Imagino que objetos têm habilidades. Eu
mesmo tenho esta: perco a paciência quando sou testado.
Destravo fácil: vou à varanda. E topo
fumar.
Eventualmente, quando a cachola sussurra
que sou um sujeitinho bem impaciente, roo a unha.
Assumo o papel. Quero melhorar a minha
atuação. E minha boca é um apontador. Daí a unha ficar pontiaguda e restar cotó.
Coitado do mindinho? Qual o quê!
Engraçado, este lápis não me engana: é
um rabinho.
Juiz da situação, movo o dedinho.
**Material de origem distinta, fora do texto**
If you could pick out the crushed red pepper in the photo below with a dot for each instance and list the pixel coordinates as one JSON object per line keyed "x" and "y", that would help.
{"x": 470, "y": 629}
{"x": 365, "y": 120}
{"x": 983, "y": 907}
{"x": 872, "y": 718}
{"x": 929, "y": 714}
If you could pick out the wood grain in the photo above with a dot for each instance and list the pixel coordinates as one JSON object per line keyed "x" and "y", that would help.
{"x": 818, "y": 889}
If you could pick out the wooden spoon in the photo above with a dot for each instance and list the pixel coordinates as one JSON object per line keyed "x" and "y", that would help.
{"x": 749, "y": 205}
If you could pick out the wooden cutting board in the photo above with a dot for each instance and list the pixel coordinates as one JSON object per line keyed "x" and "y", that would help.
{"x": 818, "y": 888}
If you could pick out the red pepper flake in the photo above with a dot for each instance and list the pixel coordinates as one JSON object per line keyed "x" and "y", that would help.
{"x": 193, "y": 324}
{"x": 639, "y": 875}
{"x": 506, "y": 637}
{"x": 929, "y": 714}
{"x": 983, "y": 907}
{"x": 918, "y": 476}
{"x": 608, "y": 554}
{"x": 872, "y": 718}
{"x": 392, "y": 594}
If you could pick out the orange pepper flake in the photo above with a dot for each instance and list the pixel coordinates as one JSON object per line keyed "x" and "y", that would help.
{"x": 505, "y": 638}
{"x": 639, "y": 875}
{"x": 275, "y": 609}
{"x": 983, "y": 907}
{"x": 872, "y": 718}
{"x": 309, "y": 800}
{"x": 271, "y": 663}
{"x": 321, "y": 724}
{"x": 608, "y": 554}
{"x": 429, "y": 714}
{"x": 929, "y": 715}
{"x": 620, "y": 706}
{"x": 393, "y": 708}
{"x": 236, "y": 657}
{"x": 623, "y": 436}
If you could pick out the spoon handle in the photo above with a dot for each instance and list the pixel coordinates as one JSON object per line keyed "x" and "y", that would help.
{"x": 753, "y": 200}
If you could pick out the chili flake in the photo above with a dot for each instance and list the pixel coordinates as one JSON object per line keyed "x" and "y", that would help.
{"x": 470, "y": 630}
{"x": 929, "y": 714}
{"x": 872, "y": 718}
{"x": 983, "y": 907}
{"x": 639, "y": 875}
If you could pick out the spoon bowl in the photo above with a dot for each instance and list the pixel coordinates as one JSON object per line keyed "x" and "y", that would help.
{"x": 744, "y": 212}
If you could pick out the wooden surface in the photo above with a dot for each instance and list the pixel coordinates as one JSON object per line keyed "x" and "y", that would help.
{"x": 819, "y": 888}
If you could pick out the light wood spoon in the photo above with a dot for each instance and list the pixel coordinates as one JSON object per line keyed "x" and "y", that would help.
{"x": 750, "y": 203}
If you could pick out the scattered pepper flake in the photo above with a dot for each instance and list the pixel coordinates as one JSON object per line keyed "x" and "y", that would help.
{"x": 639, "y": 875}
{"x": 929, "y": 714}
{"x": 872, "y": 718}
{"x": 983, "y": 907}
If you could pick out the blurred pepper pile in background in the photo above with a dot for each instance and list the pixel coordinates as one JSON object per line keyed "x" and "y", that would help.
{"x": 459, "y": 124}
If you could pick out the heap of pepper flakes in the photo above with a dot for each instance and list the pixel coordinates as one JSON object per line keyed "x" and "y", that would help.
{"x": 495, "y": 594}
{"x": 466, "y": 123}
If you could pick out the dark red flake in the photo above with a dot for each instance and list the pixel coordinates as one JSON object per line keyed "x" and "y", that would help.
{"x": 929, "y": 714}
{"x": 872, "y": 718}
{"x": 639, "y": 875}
Delibero.
Lembro-me do sal com que tantas vezes salpiquei lesmas, lacraias, minhocas e taturanas.
Sei o que os meus miolos não entendiam: a
criança que usava o sal como queria ensinará ao adulto que as lesmas e
taturanas espumam, morrem e gritam.
Na plenitude dos meus poderes: continuo
surdo.
A saída é abrir uma boca. Ou parafusar
um umbigo. Vê-lo banguela. De tanto ser lambido, espanado.
Sem rangidos nem prurido, o meu juízo sentencia:
é espantoso uma minhoca subir pela fenda afora.
Não sei de pai que não goste de acariciar
o próprio umbigo.
Se tem quem use a unha do mindinho para tirar
sujeirinhas, por que meu pai não lamberia o dedo depois de cheirá-lo?
Jamais o vi enfiar sal naquilo. Ele deixava
o umbigo por dentro da camisa. E todos os botões ficavam fechados.
Eu olhava. Nem relava o mindinho na
goela. Argh!
Ao vê-lo enfiar a mão entre um botão e
outro, era óbvio que ele não estava meditabundo. Sem piscar, eu corria. Adorava
o Batman, e não um Adam West da vez.
Para negar que ele fosse um Napoleão pinel,
a camisa combinava com a gravata. Embora a autoridade dele fosse melhor
expressa pelo manejo da cinta.
Como nunca usei camisa com todos os
botões fechados, a minha bunda sabia o quanto eu devia amar a cinta de papai.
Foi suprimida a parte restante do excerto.